In the architecture of a modern data lakehouse, there is a strict separation between the Table Format (like Apache Iceberg or Delta Lake) and the File Format (like Apache Parquet or ORC).

The Table Format is a layer of metadata. It tracks schemas, manages transactions, and tells the query engine which files belong to the current version of the table. However, the Table Format does not actually hold any of the raw data. The raw data—the billions of rows of customer records, financial transactions, or IoT telemetry—is encoded and stored on disk by the File Format.

Choosing the right file format is one of the most critical decisions in data engineering. A poor choice can lead to skyrocketing cloud storage costs and queries that take hours instead of seconds.

Row-Based vs. Columnar

File formats generally fall into two categories based on how they write data to disk: row-based and columnar.

Row-Based Formats (like CSV, JSON, or Avro) write data sequentially by row. If you have a table with ID, Name, and Age, a row-based format writes all the data for Row 1 to disk, then all the data for Row 2, and so on.

This is highly efficient for transactional systems (OLTP) where an application needs to read or write a single, complete record quickly. However, it is disastrous for analytics. If an analyst runs SELECT AVG(Age) FROM users, the engine must read every single byte of the row-based file from disk, scanning past millions of irrelevant names and IDs just to extract the ages.

Columnar Formats (like Parquet or ORC) write data sequentially by column. They group all the IDs together, then all the Names, then all the Ages.

When the analyst runs SELECT AVG(Age) FROM users, the query engine simply skips to the exact byte offset where the “Age” column is stored. It reads only that specific block of data, entirely ignoring the rest of the file. This process, known as “projection pushdown,” drastically reduces disk I/O, which is the primary bottleneck in big data processing.

Diagram 1: Row-Based vs. Columnar Storage

Comparison of Row-Based and Columnar File Formats

Compression Efficiency

Beyond query performance, columnar file formats offer a massive advantage in storage efficiency due to how compression algorithms work.

Compression algorithms look for patterns and repetitions in data. In a row-based format, data is heterogeneous; a string (Name) is followed by an integer (Age), followed by a boolean (Is_Active). This lack of uniformity makes compression difficult.

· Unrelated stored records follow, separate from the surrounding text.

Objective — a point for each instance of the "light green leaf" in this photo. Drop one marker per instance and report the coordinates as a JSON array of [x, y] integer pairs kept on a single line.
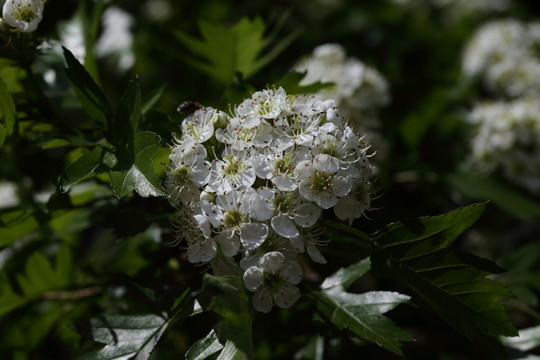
[[88, 92], [7, 110], [138, 174], [39, 277], [234, 308], [504, 196], [133, 336], [361, 313], [205, 347], [87, 166], [450, 282]]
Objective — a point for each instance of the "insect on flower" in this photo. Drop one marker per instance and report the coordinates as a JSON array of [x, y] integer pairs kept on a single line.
[[189, 107]]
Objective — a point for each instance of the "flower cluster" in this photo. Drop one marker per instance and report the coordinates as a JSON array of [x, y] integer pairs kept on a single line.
[[503, 54], [25, 15], [254, 184], [508, 137]]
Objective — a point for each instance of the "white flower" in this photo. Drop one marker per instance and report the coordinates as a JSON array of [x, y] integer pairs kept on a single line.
[[321, 182], [273, 281], [235, 171], [189, 171], [24, 15]]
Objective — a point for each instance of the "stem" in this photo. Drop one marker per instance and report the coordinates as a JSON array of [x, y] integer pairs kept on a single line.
[[362, 235]]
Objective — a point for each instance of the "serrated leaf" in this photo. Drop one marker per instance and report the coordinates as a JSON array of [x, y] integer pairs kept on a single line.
[[452, 283], [227, 50], [132, 336], [528, 339], [205, 347], [505, 197], [7, 110], [126, 120], [39, 277], [88, 92], [361, 313], [138, 173], [234, 308], [87, 166], [522, 277], [291, 83]]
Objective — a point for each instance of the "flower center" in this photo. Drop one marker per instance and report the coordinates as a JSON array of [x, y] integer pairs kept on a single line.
[[25, 13], [321, 182], [233, 218]]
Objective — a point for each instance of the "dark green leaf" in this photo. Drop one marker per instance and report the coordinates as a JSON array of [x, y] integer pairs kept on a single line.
[[88, 92], [452, 283], [227, 50], [205, 347], [16, 224], [7, 110], [138, 174], [361, 313], [489, 188], [88, 165], [291, 83], [135, 336], [234, 308], [126, 121]]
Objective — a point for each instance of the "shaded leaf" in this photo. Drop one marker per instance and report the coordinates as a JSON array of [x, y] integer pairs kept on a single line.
[[452, 283], [361, 313], [504, 196], [291, 83], [7, 110], [227, 50], [205, 347], [87, 166], [234, 308], [39, 277], [88, 92], [138, 173]]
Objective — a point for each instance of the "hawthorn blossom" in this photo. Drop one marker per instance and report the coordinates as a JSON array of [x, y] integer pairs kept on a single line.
[[25, 15], [273, 282]]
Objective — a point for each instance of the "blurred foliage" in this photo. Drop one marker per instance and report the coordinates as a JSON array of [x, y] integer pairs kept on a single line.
[[82, 250]]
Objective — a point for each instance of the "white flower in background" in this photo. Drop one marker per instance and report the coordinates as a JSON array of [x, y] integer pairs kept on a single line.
[[116, 40], [25, 15], [189, 170], [256, 181], [507, 138], [273, 282]]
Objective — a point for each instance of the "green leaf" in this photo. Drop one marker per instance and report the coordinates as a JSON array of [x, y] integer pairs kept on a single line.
[[138, 174], [87, 166], [16, 224], [126, 121], [39, 277], [489, 188], [291, 83], [7, 110], [361, 313], [132, 336], [205, 347], [528, 339], [522, 278], [234, 308], [88, 92], [126, 337], [450, 282], [227, 50]]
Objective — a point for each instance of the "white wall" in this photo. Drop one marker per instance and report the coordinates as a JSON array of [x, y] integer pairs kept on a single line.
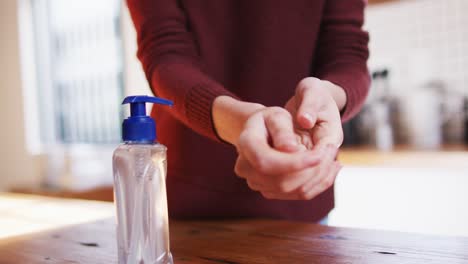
[[17, 165], [419, 40]]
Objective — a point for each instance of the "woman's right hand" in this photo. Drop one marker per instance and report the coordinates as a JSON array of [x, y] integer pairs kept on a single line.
[[271, 157]]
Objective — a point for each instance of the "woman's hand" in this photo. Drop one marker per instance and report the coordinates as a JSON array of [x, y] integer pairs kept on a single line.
[[286, 155], [315, 108], [274, 163]]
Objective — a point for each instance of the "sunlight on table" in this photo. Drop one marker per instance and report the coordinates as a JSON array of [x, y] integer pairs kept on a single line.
[[24, 214]]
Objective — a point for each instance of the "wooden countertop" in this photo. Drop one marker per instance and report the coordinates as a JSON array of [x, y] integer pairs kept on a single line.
[[454, 156], [35, 229]]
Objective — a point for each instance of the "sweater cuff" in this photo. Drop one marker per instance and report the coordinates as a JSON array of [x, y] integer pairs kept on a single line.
[[355, 86], [198, 108]]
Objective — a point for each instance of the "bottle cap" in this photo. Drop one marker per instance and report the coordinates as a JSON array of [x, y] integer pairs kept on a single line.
[[139, 127]]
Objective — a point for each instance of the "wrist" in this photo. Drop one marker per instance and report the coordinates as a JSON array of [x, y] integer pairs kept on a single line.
[[229, 116], [338, 94]]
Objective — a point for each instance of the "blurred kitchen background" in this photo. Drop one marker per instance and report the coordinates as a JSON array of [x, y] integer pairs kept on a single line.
[[66, 65]]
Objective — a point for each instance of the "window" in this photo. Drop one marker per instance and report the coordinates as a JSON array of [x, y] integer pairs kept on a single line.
[[79, 69]]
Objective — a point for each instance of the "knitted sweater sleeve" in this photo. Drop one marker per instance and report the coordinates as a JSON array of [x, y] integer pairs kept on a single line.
[[172, 65], [342, 51]]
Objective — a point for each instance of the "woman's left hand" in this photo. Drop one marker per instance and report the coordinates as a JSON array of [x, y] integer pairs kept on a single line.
[[315, 108]]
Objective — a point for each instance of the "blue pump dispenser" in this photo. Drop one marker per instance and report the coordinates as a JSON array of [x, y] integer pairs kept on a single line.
[[139, 127]]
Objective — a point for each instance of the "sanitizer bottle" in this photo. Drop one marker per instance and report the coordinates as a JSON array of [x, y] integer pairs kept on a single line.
[[139, 167]]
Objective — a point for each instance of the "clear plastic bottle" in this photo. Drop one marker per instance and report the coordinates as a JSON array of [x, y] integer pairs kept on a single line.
[[140, 190]]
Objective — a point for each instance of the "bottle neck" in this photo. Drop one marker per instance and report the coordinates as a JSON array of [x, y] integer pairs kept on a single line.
[[140, 142]]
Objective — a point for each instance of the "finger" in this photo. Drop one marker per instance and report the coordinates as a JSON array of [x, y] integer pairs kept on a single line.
[[325, 184], [281, 130], [320, 174], [254, 180], [280, 196], [253, 145], [329, 132], [309, 104]]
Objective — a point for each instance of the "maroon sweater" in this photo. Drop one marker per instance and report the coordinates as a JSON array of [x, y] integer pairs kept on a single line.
[[193, 51]]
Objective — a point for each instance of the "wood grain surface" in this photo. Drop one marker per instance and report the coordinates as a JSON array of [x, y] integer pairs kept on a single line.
[[233, 241]]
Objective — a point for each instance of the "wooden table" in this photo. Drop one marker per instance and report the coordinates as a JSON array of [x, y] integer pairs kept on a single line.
[[36, 229]]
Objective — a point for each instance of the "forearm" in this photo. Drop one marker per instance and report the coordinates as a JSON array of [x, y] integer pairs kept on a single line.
[[229, 116]]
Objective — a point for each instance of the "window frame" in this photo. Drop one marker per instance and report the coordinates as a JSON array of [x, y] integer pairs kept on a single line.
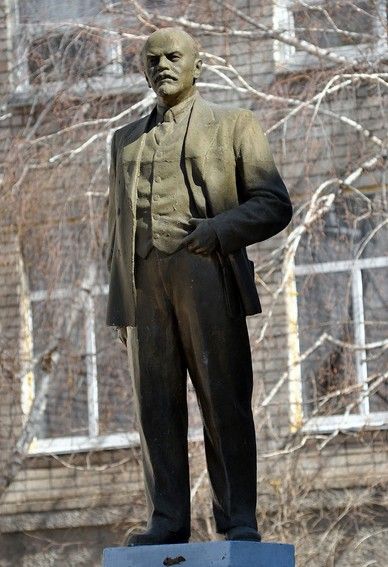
[[287, 59], [331, 423], [112, 77]]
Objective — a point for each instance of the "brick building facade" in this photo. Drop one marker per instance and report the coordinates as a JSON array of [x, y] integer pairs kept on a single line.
[[68, 79]]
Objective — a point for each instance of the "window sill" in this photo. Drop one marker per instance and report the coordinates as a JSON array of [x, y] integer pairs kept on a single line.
[[329, 424], [79, 444], [25, 95]]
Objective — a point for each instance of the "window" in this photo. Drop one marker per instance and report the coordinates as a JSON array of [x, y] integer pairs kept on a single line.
[[341, 276], [58, 44], [89, 402], [351, 28]]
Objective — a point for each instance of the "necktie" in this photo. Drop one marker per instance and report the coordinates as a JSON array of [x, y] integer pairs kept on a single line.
[[164, 128]]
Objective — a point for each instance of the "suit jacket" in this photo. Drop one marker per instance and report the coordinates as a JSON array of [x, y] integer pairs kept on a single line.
[[230, 172]]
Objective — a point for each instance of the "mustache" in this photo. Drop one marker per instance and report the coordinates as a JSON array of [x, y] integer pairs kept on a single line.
[[162, 76]]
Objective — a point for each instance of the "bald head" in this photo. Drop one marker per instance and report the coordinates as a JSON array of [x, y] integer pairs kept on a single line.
[[171, 64], [176, 33]]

In a columnar format, data is homogeneous. An entire block of disk space contains nothing but integers, or nothing but booleans. If a column tracks user status (Active or Inactive), a columnar format doesn’t need to write the word “Active” a million times. It can use Run-Length Encoding (RLE) to simply record “The value ‘Active’ repeats 1,000,000 times.”

This allows columnar file formats to achieve extreme compression ratios, significantly lowering the cost of storing petabytes of data in cloud object storage like Amazon S3.

Diagram 2: File Format in the Lakehouse

The role of File Formats in the Data Lakehouse Architecture

The Standard: Apache Parquet

While several columnar formats exist, Apache Parquet has emerged as the undisputed standard for the modern data lakehouse. It is heavily optimized for complex nested data structures and provides extensive support for predicate pushdown (allowing the file itself to filter out data before sending it to the query engine).

When you build an Apache Iceberg table, Iceberg is the metadata brain managing the transactions, but under the hood, it is almost certainly writing the physical bytes to disk using the Apache Parquet file format.